TRADE. Start on it in HS. Take shop. Take anything where you work with your hands. Graduate. Pick what trade career you want and go to a trade school for that. Done in 18 months with paid internship. 36-48 months your making 100k. Best benefits. Best Pension Retirement. Retired at 50 or less. That's where I am forcing both kids to go. One wants to be a fireman. The older wants to research all the trades first and decide if any beat Fireman. I hope they both become Fireman. But if both become some tradesman, diff trades even, I will have some Handy Sons for around the house!
Bowl Leader
The AI thing is wild. It's definitely eating entry-level white-collar jobs alive right now. Stuff like basic data entry, junior copywriting, simple coding tasks, even some customer service gigs are getting automated fast. I've seen friends' kids graduate with communications or business degrees and end up competing with AI for $15-18/hr gig work that used to be a no-brainer starter job. Wages are absolutely getting suppressed in a lot of those fields.

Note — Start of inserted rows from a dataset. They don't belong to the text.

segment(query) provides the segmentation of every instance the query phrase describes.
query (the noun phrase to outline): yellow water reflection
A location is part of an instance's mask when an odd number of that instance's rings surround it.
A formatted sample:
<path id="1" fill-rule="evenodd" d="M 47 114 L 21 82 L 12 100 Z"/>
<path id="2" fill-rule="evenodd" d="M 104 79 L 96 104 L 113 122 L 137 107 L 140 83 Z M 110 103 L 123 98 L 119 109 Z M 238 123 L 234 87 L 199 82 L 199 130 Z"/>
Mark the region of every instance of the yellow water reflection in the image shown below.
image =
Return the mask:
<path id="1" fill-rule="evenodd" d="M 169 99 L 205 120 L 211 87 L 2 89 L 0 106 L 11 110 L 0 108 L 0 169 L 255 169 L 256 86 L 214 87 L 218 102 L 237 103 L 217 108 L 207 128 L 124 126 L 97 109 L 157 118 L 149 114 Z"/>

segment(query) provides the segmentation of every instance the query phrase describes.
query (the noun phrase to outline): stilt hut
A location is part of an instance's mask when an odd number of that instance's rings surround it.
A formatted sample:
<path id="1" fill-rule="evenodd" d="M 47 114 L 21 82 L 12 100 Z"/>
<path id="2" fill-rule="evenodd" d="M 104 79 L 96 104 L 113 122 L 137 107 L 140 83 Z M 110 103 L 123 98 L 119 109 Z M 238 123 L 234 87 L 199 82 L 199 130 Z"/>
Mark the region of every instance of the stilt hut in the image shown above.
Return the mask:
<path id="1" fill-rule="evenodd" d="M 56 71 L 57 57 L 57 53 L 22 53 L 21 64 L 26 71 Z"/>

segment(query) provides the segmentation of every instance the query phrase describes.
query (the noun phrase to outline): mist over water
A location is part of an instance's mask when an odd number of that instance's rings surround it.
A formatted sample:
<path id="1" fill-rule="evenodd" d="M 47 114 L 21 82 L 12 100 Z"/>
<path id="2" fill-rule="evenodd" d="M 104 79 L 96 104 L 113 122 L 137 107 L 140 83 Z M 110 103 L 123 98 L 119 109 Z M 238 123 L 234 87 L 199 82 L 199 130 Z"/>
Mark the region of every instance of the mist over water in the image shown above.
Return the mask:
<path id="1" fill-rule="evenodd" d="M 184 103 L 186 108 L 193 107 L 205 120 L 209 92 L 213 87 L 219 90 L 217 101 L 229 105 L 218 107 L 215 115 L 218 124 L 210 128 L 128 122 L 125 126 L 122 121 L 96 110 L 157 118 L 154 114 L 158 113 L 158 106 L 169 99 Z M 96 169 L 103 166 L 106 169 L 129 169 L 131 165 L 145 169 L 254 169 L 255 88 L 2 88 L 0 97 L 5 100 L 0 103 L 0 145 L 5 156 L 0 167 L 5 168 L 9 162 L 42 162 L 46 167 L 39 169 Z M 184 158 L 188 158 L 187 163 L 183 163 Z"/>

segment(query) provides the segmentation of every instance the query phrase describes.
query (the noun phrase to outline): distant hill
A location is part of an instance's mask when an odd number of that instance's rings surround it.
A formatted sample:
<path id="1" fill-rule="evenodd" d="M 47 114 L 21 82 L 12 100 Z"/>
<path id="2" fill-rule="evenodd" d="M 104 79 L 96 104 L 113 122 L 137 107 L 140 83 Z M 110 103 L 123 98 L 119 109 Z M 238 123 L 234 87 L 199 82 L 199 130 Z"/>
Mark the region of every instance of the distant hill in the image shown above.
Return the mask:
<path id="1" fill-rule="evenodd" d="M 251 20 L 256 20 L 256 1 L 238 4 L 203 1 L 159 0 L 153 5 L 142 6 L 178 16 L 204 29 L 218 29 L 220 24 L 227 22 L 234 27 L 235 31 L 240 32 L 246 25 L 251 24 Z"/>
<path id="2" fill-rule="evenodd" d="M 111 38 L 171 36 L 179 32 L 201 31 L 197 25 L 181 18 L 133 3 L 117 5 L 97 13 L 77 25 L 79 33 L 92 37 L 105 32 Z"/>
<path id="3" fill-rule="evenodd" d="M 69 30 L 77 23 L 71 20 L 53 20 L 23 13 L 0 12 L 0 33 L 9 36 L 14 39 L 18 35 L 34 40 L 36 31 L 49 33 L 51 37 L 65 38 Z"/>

I think about that a lot. There have already been a lot of stories written about how AI has disrupted organizations. Upper management is typically in love with the idea of having AI augment work so jobs can be consolidated and people can be laid off. The next few years are going to be interesting and potentially very difficult to navigate.
Bowl Leader
Yeah, it's heavy on my mind too. I've seen it happen up close; a couple engineer friends at big tech companies got "restructured" last year when their teams rolled out Copilot-style tools and suddenly one senior guy could do the work of three mid-level ones. Management frames it as "efficiency" and "augmentation," but everyone knows it's really about headcount reduction and boosting margins. The layoffs aren't even subtle anymore; they announce the AI initiative and then quietly cut staff six months later.

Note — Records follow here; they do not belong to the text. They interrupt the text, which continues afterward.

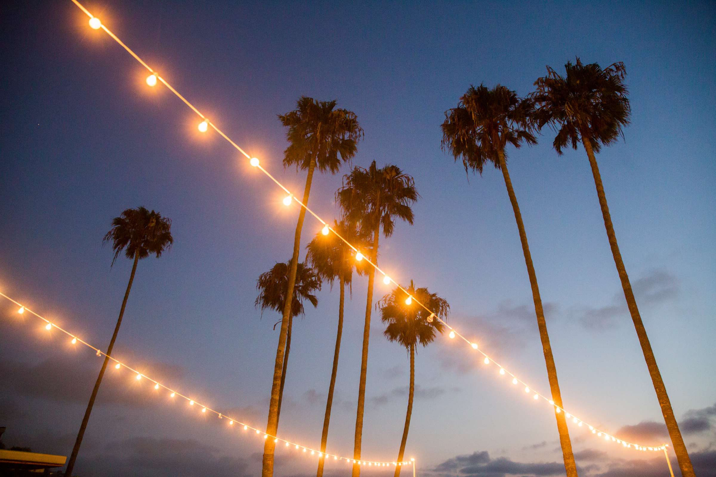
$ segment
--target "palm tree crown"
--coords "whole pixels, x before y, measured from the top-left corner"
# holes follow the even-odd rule
[[[115,257],[112,265],[122,250],[127,258],[146,258],[154,254],[159,258],[162,252],[171,248],[174,239],[171,233],[172,221],[159,212],[150,212],[144,207],[126,209],[112,220],[112,228],[102,239],[102,243],[112,241]]]
[[[336,192],[349,220],[359,222],[367,232],[382,225],[385,237],[392,235],[395,219],[412,225],[410,205],[419,197],[411,176],[392,164],[378,169],[375,161],[368,169],[357,167],[344,176],[343,187]]]
[[[442,147],[455,161],[463,159],[465,172],[469,167],[482,174],[488,161],[500,169],[499,152],[504,153],[508,144],[537,144],[531,132],[533,110],[531,101],[505,87],[470,86],[458,107],[445,112]]]
[[[602,69],[596,63],[564,65],[562,77],[547,67],[547,75],[535,82],[537,91],[531,98],[538,105],[535,112],[536,125],[550,124],[557,132],[553,146],[557,152],[571,144],[576,149],[586,137],[595,152],[622,135],[621,127],[629,124],[631,109],[623,79],[626,76],[624,63],[614,63]]]
[[[260,290],[253,305],[281,312],[286,300],[286,290],[289,282],[289,262],[276,262],[270,270],[264,272],[256,280],[256,290]],[[299,263],[296,272],[296,285],[291,304],[291,315],[304,314],[304,300],[309,300],[314,307],[318,306],[318,298],[313,292],[321,290],[321,277],[311,267]]]
[[[279,114],[281,124],[289,128],[284,167],[308,169],[315,159],[319,170],[335,174],[342,162],[355,155],[363,129],[355,113],[335,107],[335,100],[316,101],[302,96],[296,102],[296,109]]]
[[[445,319],[450,305],[444,298],[430,293],[427,288],[416,289],[410,280],[410,287],[403,287],[413,298],[432,310],[435,315]],[[408,295],[396,287],[378,302],[380,320],[387,326],[383,334],[389,341],[398,343],[407,349],[417,343],[427,346],[435,339],[435,333],[442,333],[445,325],[431,317],[430,312],[413,304],[405,305]]]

I'm incredibly grateful that my role is not likely to be impacted by AI, at least not at the scale as many other positions. So many of my friends and family are not going to be as lucky. A couple of them were laid off early last year and still haven't found work. I'm pretty sure that is only the beginning. I don't even know where they pivot to when every industry has been hit with layoffs for one reason or another, and a most transferable skills people have are to other industries also impacted by AI.